F1. Pre-filter materialization correctness

Create a table with two tenants and embeddings where the nearest global row is outside the target tenant.

Expected:

  • filtered materialization returns only target-tenant rows;
  • final top-k matches exact search over the target tenant.

F2. Overfetch underfill detection

Create a table where the first ann_k ANN candidates mostly fail the filter.

Expected:

  • helper does not silently return fewer than top_k as if complete;
  • result metadata reports underfilled=true, or the helper escalates to a documented fallback.

F3. Cross-shard global merge

Create two shards where one shard contains all true top-k rows.

Expected:

  • route selects both shards;
  • local candidate pools are unioned;
  • exact global rerank returns all true top-k rows from the dense shard;
  • test fails if implementation concatenates fixed local top-k slices.

Current status:

  • Covered for partitioned svec and hsvec leaves in the sorted_hnsw regression.
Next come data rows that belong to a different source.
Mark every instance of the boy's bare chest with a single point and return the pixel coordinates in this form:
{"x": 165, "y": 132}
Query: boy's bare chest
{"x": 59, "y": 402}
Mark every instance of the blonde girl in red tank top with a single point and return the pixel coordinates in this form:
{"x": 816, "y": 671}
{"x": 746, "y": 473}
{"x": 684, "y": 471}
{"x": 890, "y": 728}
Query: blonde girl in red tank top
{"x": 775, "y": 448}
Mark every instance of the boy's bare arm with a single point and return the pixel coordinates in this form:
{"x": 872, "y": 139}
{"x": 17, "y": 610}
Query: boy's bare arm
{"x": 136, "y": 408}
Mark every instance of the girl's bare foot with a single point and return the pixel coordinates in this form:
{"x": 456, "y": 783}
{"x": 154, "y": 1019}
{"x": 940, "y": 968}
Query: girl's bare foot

The helper routes selected leaves, unions local pools, globally orders by exact distance, rejects local_k > sorted_hnsw.ef_search, and rejects selected leaves without a valid sorted_hnsw index or without a parent-child relationship to the requested parent.
  • The same regression covers sorted_hnsw_partition_search_status(...) for a complete selected-leaf result, an underfilled selected-leaf result, and the explicit exact_fallback := true marker path.
  • scripts/bench_partitioned_sorted_hnsw.sh provides an operator benchmark for selected-leaf routing versus parent filtered exact and all-leaf fanout.

F4. Planner safety guard

Run a base-table WHERE clause with ORDER BY embedding <=> query LIMIT k.

Expected:

  • planner does not select the transparent sorted_hnsw path when the qual could under-return candidates;
  • if a future planner path supports this shape, EXPLAIN must expose the filtered-ANN mode and underfill/fallback behavior.

Current status:

  • Covered by sorted_hnsw regression. The guard asserts that the planner-integrated sorted_hnsw index path is not selected for unbounded KNN, LIMIT > sorted_hnsw.ef_search, or a base-table filtered KNN query.

Implementation Direction

Preferred order:

  1. Keep the current planner guard intact.
  2. Treat F3 partition/route-aware search as the first implemented helper-level contract: explicit leaf routing, local ANN, global exact rerank, fail-closed leaf/index validation.
  3. Add helper-level F2 with explicit result metadata only if users need filtered retrieval that does not map cleanly to whole leaves.
  4. Reuse routed GraphRAG metadata for F3 where filters are actually routing predicates.
  5. Benchmark whether the current PL/pgSQL F3 helper should be moved to C before adding more filtered-ANN API surface.
  6. Only after helper contracts are tested, consider a transparent planner path for a narrow class of safe filters.

Quadrumvirate Notes

Cassandra:

  • Likely failure mode: making filtered ANN look like a normal index scan while silently under-returning after executor filtering.
  • Likely failure mode: overfetch constants that pass one demo but lack underfill detection.

Daedalus:

  • Reframe from “support WHERE filters in HNSW” to “choose a filtered retrieval contract based on whether the filter is a materialization, overfetch, or routing problem”.

Maieutic:

  • Assumption: users want pgvector-like syntax. Counterpoint: they need correctness and observability more than syntax if the result can underfill.
  • Assumption: per-shard top-k is enough. Falsifier: one shard contains all true top-k rows.

Adversary:

  • Any helper must expose underfill/fallback state.
  • Any cross-shard path must do global exact rerank.
  • Any planner-integrated path must explain why executor filtering cannot invalidate the final top-k contract.